O antropólogo Massimo Canevacci certa vez escreveu que Adorno (o filósofo) não gostaria de Coltrane, exatamente daquilo que faz desse álbum a sua grande marca, uma certa improvisação programada, se assim posso dizer.
É uma erupção de tons e variações, impensáveis para um ouvido acomodado à cadência melódica do Swing (ritmo consagrado pelas big bands) e totalmente distante de um entediante Smooth jazz (puristas do jazz chamam, jocosamente, de música de elevador). Coltrane marcaria seu nome na história, justamente por romper com ela.

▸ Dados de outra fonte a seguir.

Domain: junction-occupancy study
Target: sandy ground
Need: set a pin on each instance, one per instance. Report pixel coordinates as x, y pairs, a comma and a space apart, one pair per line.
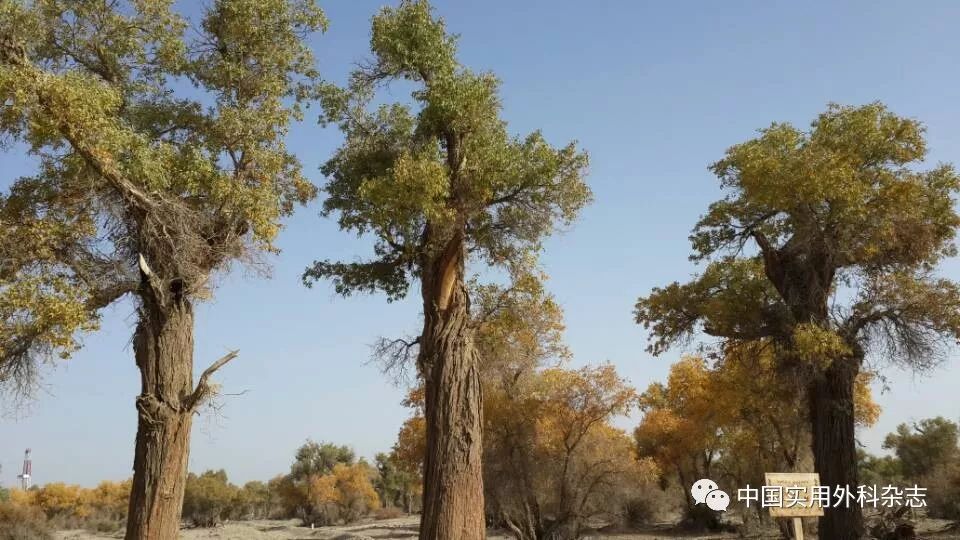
405, 528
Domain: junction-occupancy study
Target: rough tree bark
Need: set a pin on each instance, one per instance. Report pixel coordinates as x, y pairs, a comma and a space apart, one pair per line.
453, 507
834, 445
163, 348
163, 345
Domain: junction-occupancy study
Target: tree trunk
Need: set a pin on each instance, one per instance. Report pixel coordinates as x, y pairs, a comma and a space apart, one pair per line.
453, 507
834, 445
163, 345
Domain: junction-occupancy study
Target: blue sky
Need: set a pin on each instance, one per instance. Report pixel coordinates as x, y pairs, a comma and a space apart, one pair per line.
653, 91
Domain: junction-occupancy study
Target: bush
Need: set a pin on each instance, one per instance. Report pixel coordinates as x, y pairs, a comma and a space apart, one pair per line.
943, 491
388, 512
23, 523
208, 498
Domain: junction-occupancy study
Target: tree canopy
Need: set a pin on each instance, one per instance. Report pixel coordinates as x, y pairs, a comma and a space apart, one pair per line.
152, 146
415, 175
840, 211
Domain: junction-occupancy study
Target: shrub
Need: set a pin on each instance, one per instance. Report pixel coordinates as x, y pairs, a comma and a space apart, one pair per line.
23, 523
388, 512
943, 491
207, 498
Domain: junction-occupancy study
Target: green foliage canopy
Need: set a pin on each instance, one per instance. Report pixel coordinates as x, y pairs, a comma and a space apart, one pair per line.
134, 163
417, 176
834, 213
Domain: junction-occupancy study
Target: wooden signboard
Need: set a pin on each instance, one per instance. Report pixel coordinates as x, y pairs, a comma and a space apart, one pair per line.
795, 493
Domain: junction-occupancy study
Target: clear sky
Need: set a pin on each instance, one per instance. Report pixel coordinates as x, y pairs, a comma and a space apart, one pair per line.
655, 91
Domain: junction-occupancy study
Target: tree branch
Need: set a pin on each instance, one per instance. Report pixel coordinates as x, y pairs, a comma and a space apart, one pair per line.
203, 386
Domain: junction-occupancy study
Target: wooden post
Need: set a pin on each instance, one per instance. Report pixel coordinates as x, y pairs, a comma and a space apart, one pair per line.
798, 528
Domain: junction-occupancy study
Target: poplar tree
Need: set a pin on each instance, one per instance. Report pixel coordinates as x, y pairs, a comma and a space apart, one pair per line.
826, 244
439, 182
161, 162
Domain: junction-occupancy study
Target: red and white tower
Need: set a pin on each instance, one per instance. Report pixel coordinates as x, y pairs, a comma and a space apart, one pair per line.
27, 471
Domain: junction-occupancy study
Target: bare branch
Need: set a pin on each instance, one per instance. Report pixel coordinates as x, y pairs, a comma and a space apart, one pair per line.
203, 389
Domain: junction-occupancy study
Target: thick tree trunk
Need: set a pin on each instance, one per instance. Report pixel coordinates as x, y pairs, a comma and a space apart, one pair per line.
163, 345
453, 505
834, 445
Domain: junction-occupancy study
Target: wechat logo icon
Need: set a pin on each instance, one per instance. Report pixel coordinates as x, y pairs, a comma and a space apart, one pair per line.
705, 491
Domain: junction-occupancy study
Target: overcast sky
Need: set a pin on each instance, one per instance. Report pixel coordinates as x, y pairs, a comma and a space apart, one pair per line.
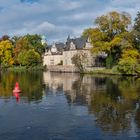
57, 18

“Caravan” ( Duke Ellington, Juan Tizol, Irving Mills, 1936). Talvez a música instrumental mais regravada do Jazz. Ouça a gravação do álbum “Money jungle” (1962), de Ellington, Max Roach e Charles Mingus.
Logo, de cara, você sentirá os dedos de Mingus atacando o contrabaixo, a força da bateria de Roach e as célebres possibilidades do vigor pianístico de Ellington.
Duke, como era chamado pelos amigos, mudaria a história do jazz por lhe conferir uma aura para além da mera fruição gratuita.
“I fall in love too easily” (Jule Styne, Sammy Cahn, 1944). Já prevejo algumas pessoas torcerem o nariz, mas listas são feitas, também, exatamente para isso.
Senhoras e senhores, essa canção de amor, tão pequena e simples em sua letra, serve como uma bela introdução ao estilo Cool jazz (um estilo mais lento que o bebop, que se consagraria com o memorável Miles Davis ) e um bom começo para se ouvir seu mais conhecido intérprete vocal, Chet Baker.
É na sua interpretação (Let's get lost: the best of chet baker sings, 1954) que podemos perceber o cantor, quase, pagando uma penitência pelo amor.
Poderia parecer piegas, porque nos remete, talvez, à experiência de cada um, mas, fantasiamos, e parece que Chet está contando sua história e, então, nos irmanamos com ele em sua interpretação. Too easily, muito facilmente.
“Moanin’” (Bobby Timmons, 1959). A escolha aqui atende a dois propósitos, primeiro, perceber como o jazz evoluiu em ritmos que o enriqueceram, como o Hard bop; depois, atende à história do álbum do qual essa música faz parte, “Art Blakey and the jazz Messenger”, de 1959, o álbum que iria mudar a história da Blue Record, uma das maiores gravadoras de jazz da época.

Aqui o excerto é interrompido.